It feels like every other day Sony is found to be patenting some odd invention or another. Its latest hopes to turn a user’s smartphone into a secondary input device, on top of their controller. The patent, spotted by Cheat Happens, would fix a user’s smartphone right onto their DualSense controller.
This isn’t anything we haven’t seen before. Sony kicked around a similar idea soon after the PS4 came out, and released a bit of plastic that mounted onto your controller and held a phone in place. It didn’t really take off, in part because it relied on Remote Play (in 2014, no less) and because it was limited to certain Sony Xperia models.
Sony’s getting Bravia
The idea is perhaps a little less absurd in 2026. With the ubiquity of fibre internet, a more comfortable controller, and fewer Xperia phones out in the wild. Hell, you can pick up a third-party mount that slaps onto your PlayStation controller right now for as little as R250. But Sony’s latest patent takes it to the next level.

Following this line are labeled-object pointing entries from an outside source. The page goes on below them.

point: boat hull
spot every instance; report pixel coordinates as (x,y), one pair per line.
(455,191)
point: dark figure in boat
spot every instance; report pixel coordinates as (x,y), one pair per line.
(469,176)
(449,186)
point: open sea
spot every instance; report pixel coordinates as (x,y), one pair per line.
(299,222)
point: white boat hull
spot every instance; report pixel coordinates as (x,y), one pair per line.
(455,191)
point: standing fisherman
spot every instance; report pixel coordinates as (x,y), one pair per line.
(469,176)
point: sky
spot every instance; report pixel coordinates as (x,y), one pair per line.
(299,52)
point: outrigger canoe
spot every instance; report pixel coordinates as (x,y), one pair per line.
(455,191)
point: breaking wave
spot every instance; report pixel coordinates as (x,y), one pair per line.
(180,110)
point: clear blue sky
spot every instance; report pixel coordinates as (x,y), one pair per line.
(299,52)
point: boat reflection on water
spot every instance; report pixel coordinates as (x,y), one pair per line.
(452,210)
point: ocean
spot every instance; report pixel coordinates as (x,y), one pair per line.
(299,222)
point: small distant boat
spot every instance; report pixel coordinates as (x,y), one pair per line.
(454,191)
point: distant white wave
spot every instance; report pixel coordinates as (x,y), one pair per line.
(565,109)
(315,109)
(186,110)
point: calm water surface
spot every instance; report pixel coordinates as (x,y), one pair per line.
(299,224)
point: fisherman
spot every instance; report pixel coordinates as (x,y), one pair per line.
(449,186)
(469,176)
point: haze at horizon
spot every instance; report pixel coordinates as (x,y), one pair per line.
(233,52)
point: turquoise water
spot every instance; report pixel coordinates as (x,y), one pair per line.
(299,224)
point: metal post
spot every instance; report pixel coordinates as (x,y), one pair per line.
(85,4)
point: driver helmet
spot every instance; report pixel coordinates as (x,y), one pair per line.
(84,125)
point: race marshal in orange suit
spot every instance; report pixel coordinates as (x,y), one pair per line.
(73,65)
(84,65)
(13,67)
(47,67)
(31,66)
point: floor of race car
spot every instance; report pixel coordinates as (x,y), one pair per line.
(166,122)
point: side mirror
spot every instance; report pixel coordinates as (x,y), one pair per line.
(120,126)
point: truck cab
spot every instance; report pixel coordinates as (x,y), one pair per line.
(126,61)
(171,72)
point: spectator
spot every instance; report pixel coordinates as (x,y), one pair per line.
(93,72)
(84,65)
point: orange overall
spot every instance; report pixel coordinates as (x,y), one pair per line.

The smartphone attaches — magnetically, according to the patent — to your DualSense in Sony’s vision of a hybrid input system. Developers could take advantage of the phone’s camera, gyro, or any number of other sensors. Think of it like the bottom screen of a Nintendo DS, but on steroids. Even if they ignore that, it could still be a handy way to free up some valuable real estate on screen. The rest would migrate to the phone.
“The second input device may comprise one or more inputs controls that may be configured to generate the one or more inputs of the second type. […] input controls may comprise, for example, one more buttons, triggers, joysticks, touchscreens, bumpers, motion sensors, or any other suitable input control[s].”